If we were entertaining, we might be lucky to get a trifle, Golden Syrup dumplings, brandy snaps, chocolate self-saucing pudding or, on birthdays, a cake from The Australian Women’s Weekly Children’s Birthday Cake Book.

I think most of my school friends had a green jelly swimming pool at some stage, complete with chocolate finger biscuits around the edges.

While our nightly meals were mostly chops, stew, rissoles, casserole or curried sausages, entertaining others meant the excitement of seeing devilled eggs, pigs in blankets, or corn relish dip.

So what do my friends eat? Something called a prego, which is essentially a Portuguese steak sandwich but sounds more like what happens after rompy pompy with your husband.

A bunny chow, which the South African assures me no bunnies were harmed in the making of.

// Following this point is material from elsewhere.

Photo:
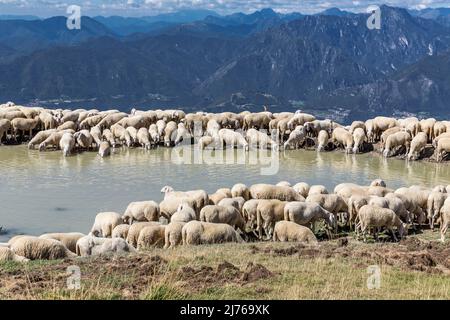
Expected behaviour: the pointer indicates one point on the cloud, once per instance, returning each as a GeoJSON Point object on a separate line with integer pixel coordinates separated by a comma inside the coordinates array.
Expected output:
{"type": "Point", "coordinates": [151, 7]}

And sputnik, which is a Russian sausage, like a kransky, covered in mashed potato and deep fried. Possibly requires a gym membership afterwards.

Bring back a tuna casserole, I say.

While my tastes may have shifted over the years, thanks to the incredible dishes from friends and restaurants in this region, when it all boils down to it, Mum’s Sunday night roast (and not a date with Tom Cruise) will always be the winner.